Chronic venous insufficiency (CVI) is a common vascular disorder affecting millions of people worldwide. Its prevalence varies widely from <1% to 17% in men and <1% to 40% in women, increasing with age and body mass index (BMI).^1,2 Far from being a cosmetic concern, CVI is associated with pain, heaviness, edema, skin changes, and venous ulcers, all of which contribute to significant impairment in quality of life and substantial healthcare costs.

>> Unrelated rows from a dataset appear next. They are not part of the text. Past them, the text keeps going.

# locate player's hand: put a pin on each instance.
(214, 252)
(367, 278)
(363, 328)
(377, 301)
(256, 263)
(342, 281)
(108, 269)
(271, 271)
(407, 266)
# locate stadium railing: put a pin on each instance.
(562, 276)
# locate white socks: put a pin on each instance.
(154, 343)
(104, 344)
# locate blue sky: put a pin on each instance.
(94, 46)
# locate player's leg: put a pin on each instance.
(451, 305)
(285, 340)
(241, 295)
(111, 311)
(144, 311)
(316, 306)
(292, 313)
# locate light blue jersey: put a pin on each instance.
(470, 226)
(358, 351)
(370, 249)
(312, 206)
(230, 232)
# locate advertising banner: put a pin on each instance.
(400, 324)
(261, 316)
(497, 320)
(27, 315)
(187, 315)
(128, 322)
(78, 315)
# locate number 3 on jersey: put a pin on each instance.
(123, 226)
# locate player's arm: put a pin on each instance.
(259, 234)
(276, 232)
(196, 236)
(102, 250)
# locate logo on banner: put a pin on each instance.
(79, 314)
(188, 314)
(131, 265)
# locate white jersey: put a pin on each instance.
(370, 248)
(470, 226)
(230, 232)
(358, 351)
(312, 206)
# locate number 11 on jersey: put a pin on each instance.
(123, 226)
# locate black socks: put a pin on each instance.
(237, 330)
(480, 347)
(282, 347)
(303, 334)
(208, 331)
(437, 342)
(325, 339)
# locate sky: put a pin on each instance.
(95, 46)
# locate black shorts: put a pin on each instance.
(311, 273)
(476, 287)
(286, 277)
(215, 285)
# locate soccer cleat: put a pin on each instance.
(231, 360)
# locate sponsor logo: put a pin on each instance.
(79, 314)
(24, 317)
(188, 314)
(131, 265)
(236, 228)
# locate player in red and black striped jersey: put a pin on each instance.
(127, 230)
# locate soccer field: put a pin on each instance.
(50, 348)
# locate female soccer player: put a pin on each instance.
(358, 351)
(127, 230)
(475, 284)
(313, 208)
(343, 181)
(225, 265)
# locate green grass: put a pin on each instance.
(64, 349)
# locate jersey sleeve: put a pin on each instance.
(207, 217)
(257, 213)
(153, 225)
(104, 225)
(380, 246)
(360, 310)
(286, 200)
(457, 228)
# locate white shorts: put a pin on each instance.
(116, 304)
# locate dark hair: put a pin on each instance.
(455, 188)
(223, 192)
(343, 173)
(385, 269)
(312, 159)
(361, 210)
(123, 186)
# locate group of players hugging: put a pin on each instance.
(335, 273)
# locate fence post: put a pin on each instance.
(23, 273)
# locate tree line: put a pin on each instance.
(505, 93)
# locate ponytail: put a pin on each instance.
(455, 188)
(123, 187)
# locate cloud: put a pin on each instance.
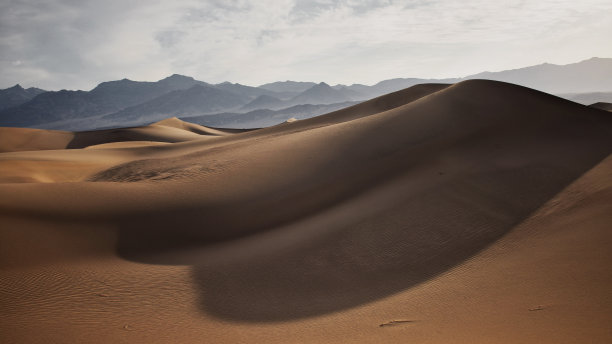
(76, 44)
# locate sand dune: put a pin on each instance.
(473, 212)
(602, 106)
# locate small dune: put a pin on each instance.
(477, 212)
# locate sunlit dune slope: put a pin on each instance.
(443, 213)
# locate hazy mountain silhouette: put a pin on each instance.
(320, 93)
(586, 82)
(265, 117)
(17, 95)
(592, 75)
(107, 97)
(264, 102)
(197, 100)
(288, 87)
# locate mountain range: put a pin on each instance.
(126, 102)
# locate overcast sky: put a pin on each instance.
(76, 44)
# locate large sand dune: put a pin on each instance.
(473, 213)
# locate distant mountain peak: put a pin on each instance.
(175, 76)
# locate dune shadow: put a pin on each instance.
(360, 261)
(362, 247)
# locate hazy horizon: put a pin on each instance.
(67, 45)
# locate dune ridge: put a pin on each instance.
(444, 209)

Management of superficial venous incompetence (SVI) can involve various approaches, from compression therapy to surgical interventions aiming at eliminating or closing incompetent superficial veins, including surgical stripping, endovenous thermal ablation, or sclerotherapy.^1,3

The severity and progression of CVI can be assessed using 2 standardized tools: the Clinical, Etiological, Anatomical, and Pathophysiological (CEAP) classification^4,5 and the Venous Clinical Severity Score (VCSS). ⁶ CEAP provides a framework for staging disease, while VCSS is more sensitive to changes over time and widely used to evaluate treatment response. ⁶ Within the CEAP system, C2 refers to uncomplicated varicose veins, C3 to edema without skin changes, and C4 to C6 indicate a more advanced stage of the disease, with skin changes and ulcers. ⁵ Traditionally, interventional treatments were reserved for such advanced stages. However, patients with symptomatic C2 disease can also benefit from surgical or endovenous procedures, with improvements in both venous symptoms and quality of life. ⁷ In practice, indications for interventions are evaluated in consideration of the benefit-risk balance and in accordance with current clinical guidelines. ¹

However, clinical outcomes after intervention remain heterogeneous and difficult to predict. While some patients experience substantial improvement, others only derive limited benefit. So far, only few studies have investigated whether simple, routinely collected clinical data could be used to predict postoperative outcomes.^8,9 Machine learning (ML) models have so far been scarcely investigated in patients with CVI. We recently evaluated the use of ML to predict 30-day outcomes including pain and physical ability after intervention for superficial venous incompetence of the lower limbs using QualiVein, a French vascular database.^10,11

In the present study, we specifically aimed to develop a predictive model to classify CVI patients according to the evolution of their post-operative clinical stage at 90 days and to identify the main clinical factors associated with lack of clinical improvement after surgery.

Methods

Results

A total of 4015 patients met the inclusion criteria. Baseline characteristics and postoperative outcomes are summarized in Table 1; 3517 (87.6%) patients had a clinical improvement according to CEAP classification, whereas 498 (12.4%) were classified as non-improved. Non-improved patients were older (mean age 59.8 vs 53.7 years), had higher BMI (28.0 vs 25.1 kg/m²), and exhibited higher preoperative VCSS scores (8.2 vs 5.8) compared with improved patients (P < .001). Regarding CEAP classification, patients who improved were predominantly classified as C2 (63%), whereas non-improved patients showed a higher proportion of C4 (58%) at baseline (P < .001). Differences were also observed between the groups regarding type of anesthesia and primary surgical technique. Other categorical variables, including sex and pain scores, also showed statistically significant differences (Table 1). The proportion of female patients was higher in the improved group (65% vs 51%). Conversely, several variables did not differ significantly between groups. Side of surgery (right vs left), localization of varicose veins, and the overall rate of postoperative complications were comparable between improved and non-improved patients. Most patients did not experience complications (97% in both groups), and when present, complications such as hematoma, infection, or thrombosis were rare and evenly distributed. Average hospital stay was 2.77 hours ± 1.66 in patients who improved (vs 2.83 ± 0.71 in the non-improved group, P < .05).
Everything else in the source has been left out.